La planificación de la arquitectura empresarial utiliza datos históricos y actuales para ayudar a señalar el camino hacia el futuro.

La planificación de la arquitectura empresarial es una estrategia empresarial que ayuda a identificar los procesos o arquitecturas que, en última instancia, respaldan el funcionamiento de una empresa y acercan a la empresa al logro de sus objetivos establecidos. Una vez identificada, la estrategia ayuda a organizar estas arquitecturas en una secuencia coherente y lógica que ayuda en el proceso general de planificación empresarial eficaz . Inherente a la función de la planificación de la arquitectura empresarial es hacer el mejor uso de la información disponible, tanto en términos de datos históricos como actuales que ayuden a señalar el camino hacia el futuro.

Las fases o ciclos reales que forman parte de la planificación básica de la arquitectura empresarial o el esfuerzo de EAP se pueden segregar en cuatro secciones básicas o capas. El primero tiene que ver con la fase de inicio del esfuerzo. Durante esta fase, los datos se recopilan y organizan de alguna manera, con el objetivo de poder calificar y utilizar esos datos para establecer la estructura básica de la actividad y determinar qué herramientas o recursos serán necesarios. Es durante esta fase que se toman las decisiones fundamentales que tienen un impacto en toda la planificación e implementación futuras asociadas con el proyecto.

Una segunda fase, o capa, de la planificación de la arquitectura empresarial tiene que ver con la evaluación del estado actual del negocio y cómo se relaciona con el proyecto propuesto. Dado que los datos históricos ya se han recopilado y organizado, la tarea de comprender no solo la situación actual, sino también cómo sucedió esa situación, es relativamente fácil. Esta evaluación del aquí y ahora también ayuda a formar la base de todas las actividades futuras relacionadas con el proyecto.

Establecer la meta o las metas del proyecto a menudo se considera la tercera fase de la planificación de la arquitectura empresarial. Aquí, la tarea es identificar el resultado final deseado del proyecto, utilizando la situación actual como punto de partida. Dado que todos los datos relacionados con recursos y herramientas, incluidos los sistemas de información empresarial , la fuerza laboral e incluso los equipos y programas de software, se abordaron anteriormente, la formación de objetivos responsables y alcanzables generalmente no es una tarea difícil.

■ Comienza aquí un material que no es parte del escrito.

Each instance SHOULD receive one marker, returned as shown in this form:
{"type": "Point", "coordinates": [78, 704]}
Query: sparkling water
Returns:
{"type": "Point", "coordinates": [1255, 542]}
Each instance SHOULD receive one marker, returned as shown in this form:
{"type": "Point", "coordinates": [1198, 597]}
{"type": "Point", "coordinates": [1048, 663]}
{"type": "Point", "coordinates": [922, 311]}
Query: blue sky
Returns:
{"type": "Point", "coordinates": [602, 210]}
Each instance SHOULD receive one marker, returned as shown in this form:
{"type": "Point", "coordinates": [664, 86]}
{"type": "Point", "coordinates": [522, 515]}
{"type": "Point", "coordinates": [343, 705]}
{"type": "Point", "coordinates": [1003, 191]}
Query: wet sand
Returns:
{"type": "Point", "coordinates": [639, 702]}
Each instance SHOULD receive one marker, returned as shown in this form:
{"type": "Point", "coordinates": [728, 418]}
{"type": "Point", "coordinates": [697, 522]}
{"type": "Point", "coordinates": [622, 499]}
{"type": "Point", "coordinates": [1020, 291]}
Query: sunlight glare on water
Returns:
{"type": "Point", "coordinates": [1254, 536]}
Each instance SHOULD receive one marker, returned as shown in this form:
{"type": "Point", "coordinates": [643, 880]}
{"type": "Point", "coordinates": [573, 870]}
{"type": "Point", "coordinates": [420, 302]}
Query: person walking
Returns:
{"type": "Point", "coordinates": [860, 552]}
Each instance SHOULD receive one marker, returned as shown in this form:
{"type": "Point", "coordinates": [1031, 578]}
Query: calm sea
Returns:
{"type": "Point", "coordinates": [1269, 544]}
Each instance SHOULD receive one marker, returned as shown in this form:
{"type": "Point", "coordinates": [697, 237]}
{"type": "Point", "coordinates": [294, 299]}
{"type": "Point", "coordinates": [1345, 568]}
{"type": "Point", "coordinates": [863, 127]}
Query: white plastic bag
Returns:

La cuarta capa, o fase, de la planificación arquitectónica empresarial es el desarrollo de una hoja de ruta para avanzar desde las circunstancias actuales hacia los objetivos identificados. Es durante esta fase que se formulan los detalles de cómo hacer ese movimiento. Se realizan asignaciones, se implementan sistemas de control y balance y se desarrolla la programación para la realización de las tareas esenciales. Todos los aspectos, incluido el costo, se abordan y se contabilizan durante esta fase. Suponiendo que cada una de estas fases se haya ejecutado con éxito, el resultado final será una comprensión clara de dónde está comenzando el esfuerzo, qué se debe lograr y cómo dar pasos sistemáticos y lógicos hacia esos objetivos establecidos.